Is National Socialism Type I Fascism? – the case of Latvia.
Read this. Excerpts (emphasis added) and comments:
Aside from equating it with Hitlerism, there have been few scholarly attempts to define national socialism and specify its relation to the broader category of fascism. This article posits that national socialisms are a sub-genus of fascism, where the distinguishing feature is an ultaranationalism based on a palingenetic völkisch racism, of which anti-Semitism is an essential element. Thus, national socialism is not just mimetic Hitlerism, as Hitler is not even necessary. National socialist movements may even conceivably be opposed to the goals and actions of Hitlerism. To test this definition, the case of Latvia’s Pērkonkrusts [Thunder Cross] movement is analysed. Based on an analysis of its ideology, Pērkonkrusts is a national socialist movement with a völkisch racialist worldview, while also being essentially anti-German. The case study even addresses the apparent paradox that Pērkonkrusts both collaborated in the Holocaust, and engaged in resistance against the German occupation regime.
A problem for my own definition of national socialism is the emphasis here on völkisch racism. See below for more detailed discussion of this..
National Socialisms as a Fascist Sub-Genus
Of the vast and growing corpus of scholarly and popular literature on national socialism – usually pertaining to Nazi Germany – very rarely is this fundamental concept defined. The reasons for this could be twofold. Firstly, it might be assumed as self-evident that ‘national socialism’ is simply synonymous with the mid-twentieth century German version of National Socialism (also known as ‘Nazism’ or ‘Hitlerism’) associated with Adolf Hitler and his nsdap. In the case of national socialist organisations outside of Germany, these are either de facto subsidiaries of the German mother party, or derivative, mimetic movements. In this view, any party with a swastika as its emblem and a violently anti-Semitic ultranationalist platform simply could be assumed an unoriginal copycat, seeking to exploit the success of the nsdap in Germany.

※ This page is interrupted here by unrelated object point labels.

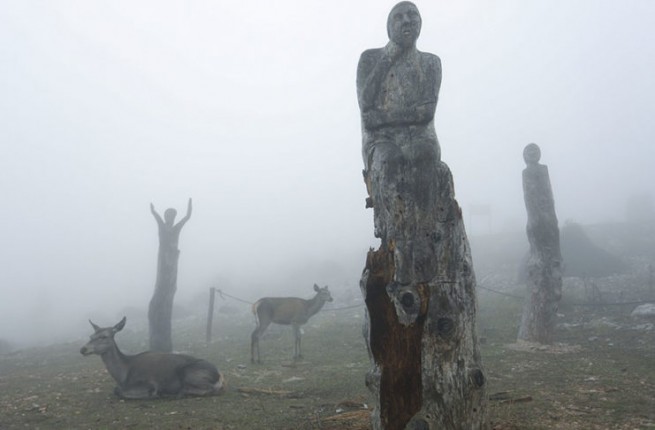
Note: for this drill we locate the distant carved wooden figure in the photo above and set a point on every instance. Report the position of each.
(161, 305)
(152, 374)
(291, 311)
(544, 279)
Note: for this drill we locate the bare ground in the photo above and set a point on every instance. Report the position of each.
(600, 375)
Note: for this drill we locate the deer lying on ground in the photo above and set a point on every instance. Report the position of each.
(152, 374)
(287, 311)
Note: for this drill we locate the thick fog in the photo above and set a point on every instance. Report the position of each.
(250, 109)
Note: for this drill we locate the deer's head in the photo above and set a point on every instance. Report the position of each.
(102, 340)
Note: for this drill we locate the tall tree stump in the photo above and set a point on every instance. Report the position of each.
(544, 266)
(419, 286)
(160, 311)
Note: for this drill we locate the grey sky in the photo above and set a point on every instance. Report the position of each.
(250, 109)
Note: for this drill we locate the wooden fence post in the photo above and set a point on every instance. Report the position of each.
(210, 313)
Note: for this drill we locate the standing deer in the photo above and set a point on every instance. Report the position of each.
(152, 374)
(287, 311)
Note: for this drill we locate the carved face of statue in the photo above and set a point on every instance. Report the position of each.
(531, 154)
(404, 24)
(169, 216)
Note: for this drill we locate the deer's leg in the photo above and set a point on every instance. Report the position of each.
(296, 345)
(254, 340)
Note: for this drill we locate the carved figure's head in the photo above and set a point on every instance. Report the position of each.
(404, 24)
(531, 154)
(169, 216)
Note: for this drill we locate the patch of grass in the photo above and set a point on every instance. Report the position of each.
(606, 382)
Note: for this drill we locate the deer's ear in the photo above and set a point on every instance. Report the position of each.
(95, 327)
(118, 327)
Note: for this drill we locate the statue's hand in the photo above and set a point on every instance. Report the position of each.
(392, 51)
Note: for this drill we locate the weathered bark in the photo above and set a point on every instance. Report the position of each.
(419, 286)
(160, 311)
(544, 277)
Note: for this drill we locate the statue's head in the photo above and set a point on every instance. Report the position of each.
(404, 24)
(169, 216)
(531, 154)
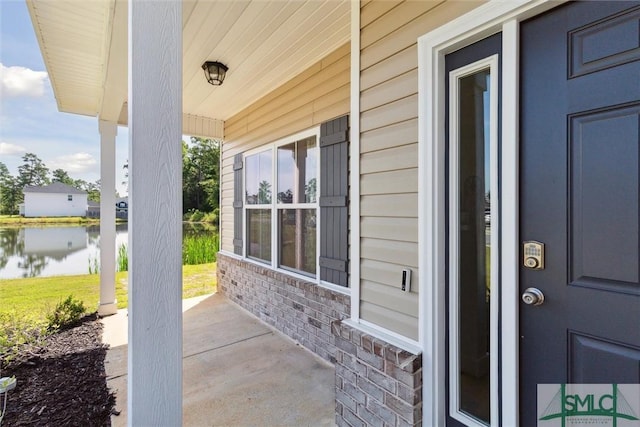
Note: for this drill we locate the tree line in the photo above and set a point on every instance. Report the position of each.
(32, 172)
(200, 178)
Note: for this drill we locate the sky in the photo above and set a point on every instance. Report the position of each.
(29, 118)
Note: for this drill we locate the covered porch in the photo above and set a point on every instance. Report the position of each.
(138, 64)
(236, 370)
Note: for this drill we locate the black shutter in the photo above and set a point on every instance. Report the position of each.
(334, 198)
(237, 204)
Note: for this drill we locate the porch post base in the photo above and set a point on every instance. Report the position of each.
(107, 309)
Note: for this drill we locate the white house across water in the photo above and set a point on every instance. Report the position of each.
(438, 197)
(55, 199)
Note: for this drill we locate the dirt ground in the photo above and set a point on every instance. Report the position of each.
(62, 383)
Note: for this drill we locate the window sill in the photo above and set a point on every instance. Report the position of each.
(322, 284)
(392, 338)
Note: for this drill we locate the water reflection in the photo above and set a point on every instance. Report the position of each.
(52, 251)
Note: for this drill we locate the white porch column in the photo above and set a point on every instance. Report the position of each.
(155, 213)
(108, 132)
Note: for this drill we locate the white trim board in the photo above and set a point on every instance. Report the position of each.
(490, 18)
(354, 164)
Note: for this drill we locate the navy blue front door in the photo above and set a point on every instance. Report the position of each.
(579, 187)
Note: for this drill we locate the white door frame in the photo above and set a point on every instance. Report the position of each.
(490, 18)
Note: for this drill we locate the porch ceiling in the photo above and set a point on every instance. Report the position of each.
(263, 42)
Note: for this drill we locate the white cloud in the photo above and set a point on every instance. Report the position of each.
(11, 149)
(73, 163)
(20, 81)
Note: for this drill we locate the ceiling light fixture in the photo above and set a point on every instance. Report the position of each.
(215, 72)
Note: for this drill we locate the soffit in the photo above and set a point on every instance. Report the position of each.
(71, 35)
(264, 44)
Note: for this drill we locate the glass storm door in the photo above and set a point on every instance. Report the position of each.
(473, 233)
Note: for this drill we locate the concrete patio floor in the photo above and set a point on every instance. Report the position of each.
(237, 371)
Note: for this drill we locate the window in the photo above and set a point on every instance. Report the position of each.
(297, 208)
(293, 166)
(259, 205)
(290, 203)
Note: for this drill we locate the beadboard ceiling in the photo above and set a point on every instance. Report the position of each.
(264, 43)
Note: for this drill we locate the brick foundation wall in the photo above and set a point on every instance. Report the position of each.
(300, 309)
(377, 384)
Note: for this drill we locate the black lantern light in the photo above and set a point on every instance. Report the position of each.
(214, 72)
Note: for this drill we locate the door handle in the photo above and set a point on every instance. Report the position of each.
(533, 296)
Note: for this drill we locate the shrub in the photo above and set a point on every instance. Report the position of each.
(196, 216)
(211, 217)
(122, 261)
(66, 313)
(18, 331)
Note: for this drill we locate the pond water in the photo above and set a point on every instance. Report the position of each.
(54, 251)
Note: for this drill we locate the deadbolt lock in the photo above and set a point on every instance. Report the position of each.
(533, 255)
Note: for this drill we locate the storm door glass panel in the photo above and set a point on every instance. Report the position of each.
(298, 239)
(470, 298)
(259, 234)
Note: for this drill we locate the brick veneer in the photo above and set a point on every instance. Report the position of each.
(298, 308)
(377, 384)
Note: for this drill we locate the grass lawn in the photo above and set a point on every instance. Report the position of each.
(36, 296)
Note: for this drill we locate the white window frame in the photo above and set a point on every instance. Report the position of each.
(275, 207)
(491, 64)
(487, 19)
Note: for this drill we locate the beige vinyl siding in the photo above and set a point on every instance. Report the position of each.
(389, 154)
(316, 95)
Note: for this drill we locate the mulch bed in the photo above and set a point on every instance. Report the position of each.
(62, 383)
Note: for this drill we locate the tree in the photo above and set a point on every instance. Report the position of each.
(10, 192)
(201, 174)
(33, 171)
(62, 176)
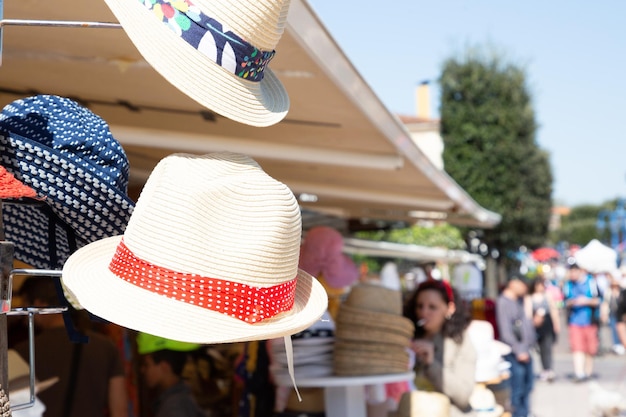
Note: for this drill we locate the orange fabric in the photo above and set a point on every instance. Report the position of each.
(10, 187)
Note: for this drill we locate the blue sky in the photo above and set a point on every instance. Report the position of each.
(573, 52)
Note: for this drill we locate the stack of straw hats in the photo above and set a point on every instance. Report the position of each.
(371, 336)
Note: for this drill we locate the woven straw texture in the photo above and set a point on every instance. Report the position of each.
(260, 22)
(373, 297)
(215, 216)
(371, 334)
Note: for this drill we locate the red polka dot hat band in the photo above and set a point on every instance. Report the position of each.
(241, 301)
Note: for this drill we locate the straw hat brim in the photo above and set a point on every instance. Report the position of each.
(260, 104)
(87, 277)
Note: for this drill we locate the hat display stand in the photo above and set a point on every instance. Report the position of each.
(7, 273)
(7, 248)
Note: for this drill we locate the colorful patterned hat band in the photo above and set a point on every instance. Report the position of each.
(207, 35)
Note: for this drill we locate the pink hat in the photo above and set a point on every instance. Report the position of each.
(321, 254)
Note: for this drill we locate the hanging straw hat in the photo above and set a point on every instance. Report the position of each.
(19, 375)
(68, 156)
(210, 255)
(214, 51)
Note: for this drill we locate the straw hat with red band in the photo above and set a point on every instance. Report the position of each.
(214, 51)
(210, 255)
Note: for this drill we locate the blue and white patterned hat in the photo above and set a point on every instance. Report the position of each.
(69, 157)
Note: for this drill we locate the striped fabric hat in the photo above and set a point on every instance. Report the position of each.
(79, 171)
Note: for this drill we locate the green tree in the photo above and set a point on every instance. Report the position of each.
(580, 225)
(439, 235)
(488, 127)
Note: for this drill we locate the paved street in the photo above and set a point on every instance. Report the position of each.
(563, 397)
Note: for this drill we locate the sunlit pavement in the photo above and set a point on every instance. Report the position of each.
(563, 396)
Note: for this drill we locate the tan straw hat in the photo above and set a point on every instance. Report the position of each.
(210, 255)
(350, 317)
(375, 297)
(214, 51)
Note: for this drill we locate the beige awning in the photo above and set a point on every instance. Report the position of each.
(339, 148)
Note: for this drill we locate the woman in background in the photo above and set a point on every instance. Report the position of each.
(543, 312)
(445, 358)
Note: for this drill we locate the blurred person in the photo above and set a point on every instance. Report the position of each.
(542, 310)
(91, 375)
(611, 300)
(620, 317)
(445, 358)
(582, 300)
(516, 330)
(162, 364)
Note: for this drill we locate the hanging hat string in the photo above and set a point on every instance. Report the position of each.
(289, 353)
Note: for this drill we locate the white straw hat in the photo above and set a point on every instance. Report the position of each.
(210, 255)
(214, 51)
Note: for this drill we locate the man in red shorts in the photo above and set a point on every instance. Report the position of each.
(582, 299)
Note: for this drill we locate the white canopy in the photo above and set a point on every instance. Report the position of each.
(339, 149)
(596, 257)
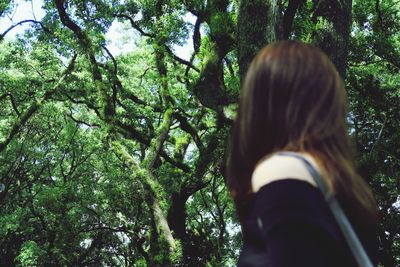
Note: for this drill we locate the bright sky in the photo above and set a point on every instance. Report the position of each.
(120, 36)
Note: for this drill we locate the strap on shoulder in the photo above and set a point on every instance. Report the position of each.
(344, 224)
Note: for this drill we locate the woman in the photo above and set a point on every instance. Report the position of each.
(293, 99)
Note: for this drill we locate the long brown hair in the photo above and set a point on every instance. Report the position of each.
(294, 99)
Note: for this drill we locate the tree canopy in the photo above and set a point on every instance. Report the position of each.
(116, 159)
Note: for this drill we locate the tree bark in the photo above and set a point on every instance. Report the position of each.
(333, 38)
(258, 25)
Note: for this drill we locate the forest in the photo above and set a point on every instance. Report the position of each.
(115, 117)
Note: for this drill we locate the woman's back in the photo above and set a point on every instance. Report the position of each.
(291, 224)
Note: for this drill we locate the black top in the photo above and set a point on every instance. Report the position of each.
(291, 225)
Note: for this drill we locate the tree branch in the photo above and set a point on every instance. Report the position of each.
(37, 105)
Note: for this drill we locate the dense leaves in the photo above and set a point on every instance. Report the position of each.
(116, 159)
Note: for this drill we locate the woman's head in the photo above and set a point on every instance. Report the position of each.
(292, 99)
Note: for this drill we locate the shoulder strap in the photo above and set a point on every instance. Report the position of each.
(345, 226)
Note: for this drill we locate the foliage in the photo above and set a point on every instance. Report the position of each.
(116, 159)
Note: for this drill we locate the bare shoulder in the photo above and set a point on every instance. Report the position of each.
(281, 167)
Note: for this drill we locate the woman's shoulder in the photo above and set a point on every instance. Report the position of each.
(280, 167)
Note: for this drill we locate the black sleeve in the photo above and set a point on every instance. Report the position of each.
(296, 226)
(301, 244)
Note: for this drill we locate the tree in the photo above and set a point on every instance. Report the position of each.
(113, 159)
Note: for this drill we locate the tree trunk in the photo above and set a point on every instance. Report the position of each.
(258, 25)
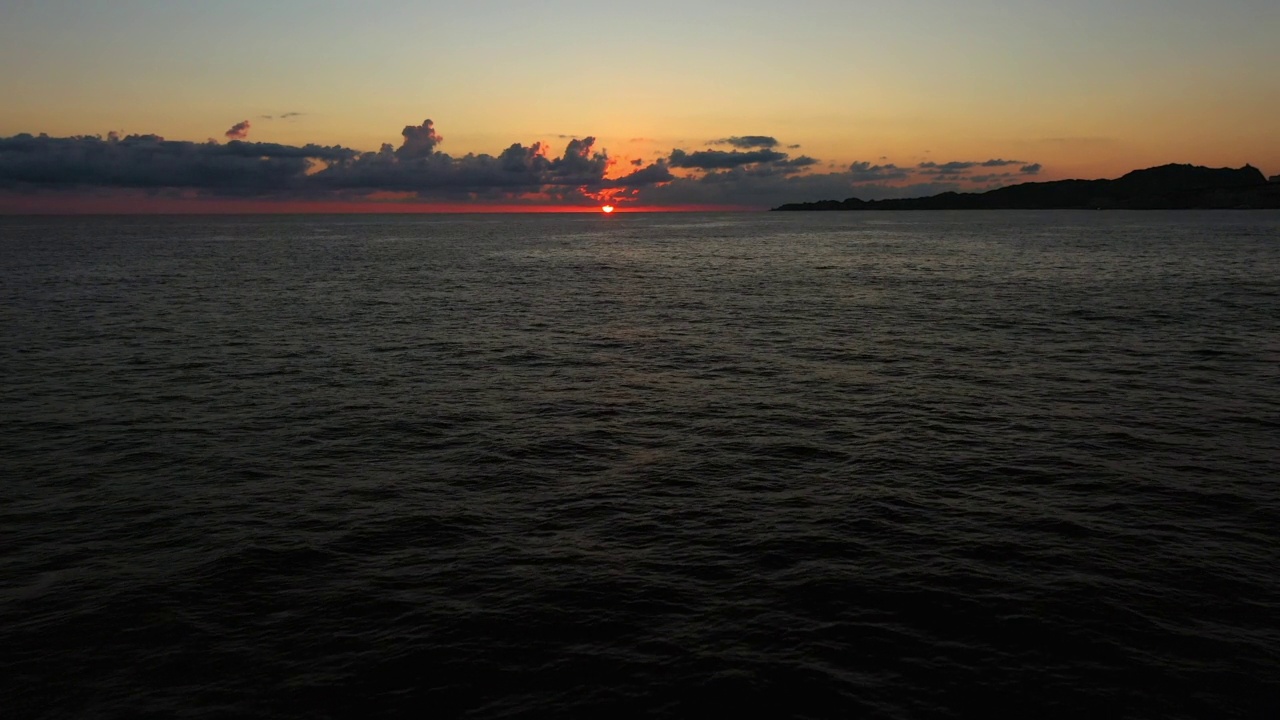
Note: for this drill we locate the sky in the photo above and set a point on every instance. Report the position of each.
(310, 105)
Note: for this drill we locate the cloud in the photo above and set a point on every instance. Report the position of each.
(865, 172)
(748, 141)
(721, 159)
(240, 131)
(417, 168)
(150, 162)
(420, 141)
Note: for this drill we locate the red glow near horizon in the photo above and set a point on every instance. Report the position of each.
(128, 205)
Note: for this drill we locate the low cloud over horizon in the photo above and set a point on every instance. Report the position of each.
(750, 173)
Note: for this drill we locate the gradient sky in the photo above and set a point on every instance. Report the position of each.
(1082, 89)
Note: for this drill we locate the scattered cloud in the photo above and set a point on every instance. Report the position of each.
(721, 159)
(240, 131)
(752, 173)
(748, 141)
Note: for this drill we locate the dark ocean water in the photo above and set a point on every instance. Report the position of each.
(823, 465)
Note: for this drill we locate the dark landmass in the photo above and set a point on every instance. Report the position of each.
(1168, 187)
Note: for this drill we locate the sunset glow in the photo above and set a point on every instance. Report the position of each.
(693, 128)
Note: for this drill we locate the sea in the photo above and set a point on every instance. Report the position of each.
(641, 465)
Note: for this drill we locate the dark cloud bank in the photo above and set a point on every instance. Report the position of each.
(752, 173)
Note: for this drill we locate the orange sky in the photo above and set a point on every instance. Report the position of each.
(1089, 89)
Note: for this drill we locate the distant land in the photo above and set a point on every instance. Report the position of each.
(1168, 187)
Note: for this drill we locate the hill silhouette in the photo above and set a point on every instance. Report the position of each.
(1168, 187)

That is the general “normie” viewpoint – national socialism is merely Hitlerism.
Should one observe European history in the years between 1920 and 1945 from the periphery, or even simply from a non-Germanocentric perspective, this assumption of subordination or mimesis quickly proves itself unsatisfactory for explaining aspects of, for example, local collaboration in those countries occupied by Nazi Germany during the Second World War. How could there have existed what my colleague Terje Emberland has termed an ‘oppositional national socialism’ in wartime Norway, which both collaborated closely with the ss, and also opposed many of the policies of the German nsdap and the collaborationist Nasjonal Samling [ns; National Unity] regime of Vidkun Quisling? Our research on Norway thus suggests that not only amongst Norwegians were there different, competing understandings of national socialism, but that also within German Nazism there were even significant differences between Himmler’s ss and the mainstream nsdap ideology. Thus, it would be preferable to speak not of a single National Socialism, but of national socialisms in the plural.
The key point is this: “Thus, it would be preferable to speak not of a single National Socialism, but of national socialisms in the plural.” Up to this point, I agree. The problem will be a specific interpretation of national socialism in terms of a Nordicist, Germanocentric, völkisch racialism.
Another significant obstacle to the formulation of a general definition of national socialism stems from the resistance in certain circles to accepting it as a phenomenon within the broader category of fascism.
Type I “movement” retards are prominent in this resistance.
Ian Kershaw, however, makes convincing arguments for why German National Socialism should be properly included within the family of fascisms, all of which had their own unique and particular characteristics.
This is in my opinion the correct view. Fascism is the more generic political genus – palingenetic ultra-nationalism; national socialism is a more specifically “racist” – in the sense of a strong focus on biological racism – form of fascism. The question is whether this racism has to be specifically “völkisch.”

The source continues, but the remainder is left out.